Citroen's MPV haul to account for half of its volume
26 January 2009
Citroen C3 Picasso
Citroen is further extending its range of MPVs with the addition of three new models.
Joining a range already covering Xsara Picasso, C4 Picasso and Grand Picasso, C8 and Citroen Dispatch Combi will be two smaller people carriers in the form of the Nemo Multispace in early 2009 and the C3 Picasso (pictured) around April, as well as a seven-seat version of the new Berlingo Multispace (out now). The line-up gives Citroen the largest MPV range of any brand, and will mean that by the middle of 2009 almost half of Citroens sold will be MPVs.
The new C3 Picasso will be the first Citroen beneficiary of what the firm calls it's "second-generation" stop-start system during 2010. Stop-start has long been available on the C3 supermini and C2 city car, but a spokesman described the new system as "more powerful, quicker starting, simpler and less expensive".
The system will be fitted to engines up to 2.0-litre in size, and on the C3 Picasso should cut emissions from 125g/km to 110g/km on the 90PS 1.6 diesel. The French brand, along with sister company Peugeot, expects to have fitted stop-start to 1m new vehicles by the end of 2011.
The Xsara Picasso, which sits below the similarly-sized C4 Picasso is price terms, will be in production until 2010 and the brand has current put no lifespan on the previous-generation Berlingo Multispace, which is sold alongside its replacement model as a cheaper alternative.
Citroen is also assessing the production viability of its C-Cactus concept car revealed in 2007. The model was a basic no-frills design that removed all non-essential equipment and featured non-opening windows and no dashboard, although these would have to be fitted in some form to make the car a production reality.

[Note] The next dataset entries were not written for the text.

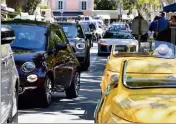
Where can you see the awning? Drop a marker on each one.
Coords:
(67, 14)
(170, 8)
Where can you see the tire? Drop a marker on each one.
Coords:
(45, 94)
(73, 90)
(86, 64)
(15, 99)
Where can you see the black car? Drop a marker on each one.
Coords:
(44, 59)
(79, 43)
(9, 78)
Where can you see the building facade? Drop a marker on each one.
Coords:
(71, 8)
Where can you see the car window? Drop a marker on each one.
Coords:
(148, 74)
(85, 26)
(72, 30)
(62, 35)
(29, 36)
(118, 35)
(55, 36)
(4, 50)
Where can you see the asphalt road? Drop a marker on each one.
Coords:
(63, 110)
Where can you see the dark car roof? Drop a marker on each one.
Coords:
(27, 22)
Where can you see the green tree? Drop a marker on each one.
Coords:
(31, 6)
(106, 4)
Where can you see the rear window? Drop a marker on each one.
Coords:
(118, 27)
(31, 37)
(117, 35)
(150, 74)
(72, 30)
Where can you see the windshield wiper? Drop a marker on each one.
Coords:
(22, 48)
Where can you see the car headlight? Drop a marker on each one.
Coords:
(80, 46)
(28, 67)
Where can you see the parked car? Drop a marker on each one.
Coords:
(9, 78)
(119, 27)
(144, 91)
(79, 43)
(99, 31)
(121, 38)
(45, 60)
(88, 32)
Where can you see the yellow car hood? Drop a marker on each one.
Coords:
(158, 65)
(148, 108)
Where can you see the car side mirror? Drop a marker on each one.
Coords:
(7, 35)
(61, 46)
(113, 82)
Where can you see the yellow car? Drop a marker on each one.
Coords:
(144, 90)
(114, 62)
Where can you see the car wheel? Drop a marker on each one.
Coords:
(45, 94)
(73, 90)
(13, 108)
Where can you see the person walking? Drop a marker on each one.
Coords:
(154, 26)
(163, 22)
(165, 35)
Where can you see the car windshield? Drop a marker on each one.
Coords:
(159, 49)
(30, 37)
(118, 35)
(117, 27)
(152, 72)
(85, 26)
(72, 30)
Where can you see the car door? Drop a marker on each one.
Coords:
(65, 63)
(6, 81)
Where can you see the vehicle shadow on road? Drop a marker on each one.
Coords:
(81, 108)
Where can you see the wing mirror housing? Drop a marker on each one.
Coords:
(7, 35)
(61, 46)
(113, 82)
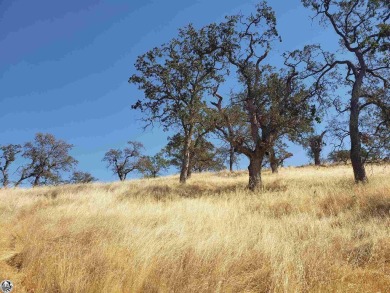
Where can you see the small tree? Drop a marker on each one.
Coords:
(79, 177)
(277, 155)
(228, 155)
(152, 166)
(8, 155)
(339, 156)
(204, 156)
(48, 157)
(122, 162)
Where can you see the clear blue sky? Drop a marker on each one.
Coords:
(64, 66)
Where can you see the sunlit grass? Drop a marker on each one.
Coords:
(310, 230)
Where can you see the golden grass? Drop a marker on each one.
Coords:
(310, 230)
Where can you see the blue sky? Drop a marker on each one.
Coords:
(64, 66)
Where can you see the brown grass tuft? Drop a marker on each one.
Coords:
(309, 230)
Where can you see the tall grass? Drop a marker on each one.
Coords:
(310, 230)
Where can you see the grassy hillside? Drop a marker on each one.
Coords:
(311, 230)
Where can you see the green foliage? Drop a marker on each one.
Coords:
(47, 157)
(124, 161)
(204, 156)
(151, 166)
(79, 177)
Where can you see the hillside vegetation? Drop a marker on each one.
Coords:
(310, 230)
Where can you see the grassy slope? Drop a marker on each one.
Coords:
(311, 230)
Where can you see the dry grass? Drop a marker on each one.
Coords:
(310, 230)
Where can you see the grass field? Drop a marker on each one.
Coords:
(310, 230)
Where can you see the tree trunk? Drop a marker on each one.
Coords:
(5, 179)
(186, 160)
(356, 160)
(255, 164)
(189, 172)
(317, 159)
(273, 162)
(231, 159)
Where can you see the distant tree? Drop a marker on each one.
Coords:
(276, 156)
(79, 177)
(204, 155)
(363, 29)
(151, 166)
(122, 162)
(174, 78)
(272, 103)
(8, 155)
(47, 158)
(315, 144)
(228, 155)
(339, 156)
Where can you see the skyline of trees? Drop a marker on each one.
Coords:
(268, 107)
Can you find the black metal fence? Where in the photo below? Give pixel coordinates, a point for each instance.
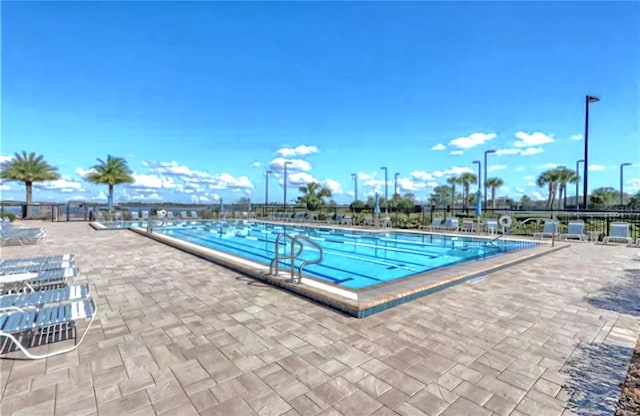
(597, 223)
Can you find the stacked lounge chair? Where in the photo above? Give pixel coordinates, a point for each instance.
(11, 235)
(43, 309)
(618, 231)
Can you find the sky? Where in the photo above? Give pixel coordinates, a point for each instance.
(201, 98)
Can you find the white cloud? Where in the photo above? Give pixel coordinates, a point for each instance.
(83, 172)
(195, 180)
(501, 152)
(296, 165)
(102, 196)
(632, 185)
(531, 151)
(407, 185)
(298, 179)
(455, 170)
(421, 175)
(152, 181)
(64, 184)
(534, 139)
(472, 140)
(333, 186)
(297, 151)
(548, 166)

"It would be about stripping away everything that wasn't needed - a basic green cheap car to purchase and run, and really good for the environment," said a spokesman. The small concept, with a diesel-electric hybrid powertrain, was quoted as capable of recording an average 100mpg and 88g/km. The power for the production car is currently up for discussion, with diesel-electric, pure electric or sub-1.0-litre three-cylinder petrol engine being considered.
The car could be on sale within three years if deemed viable.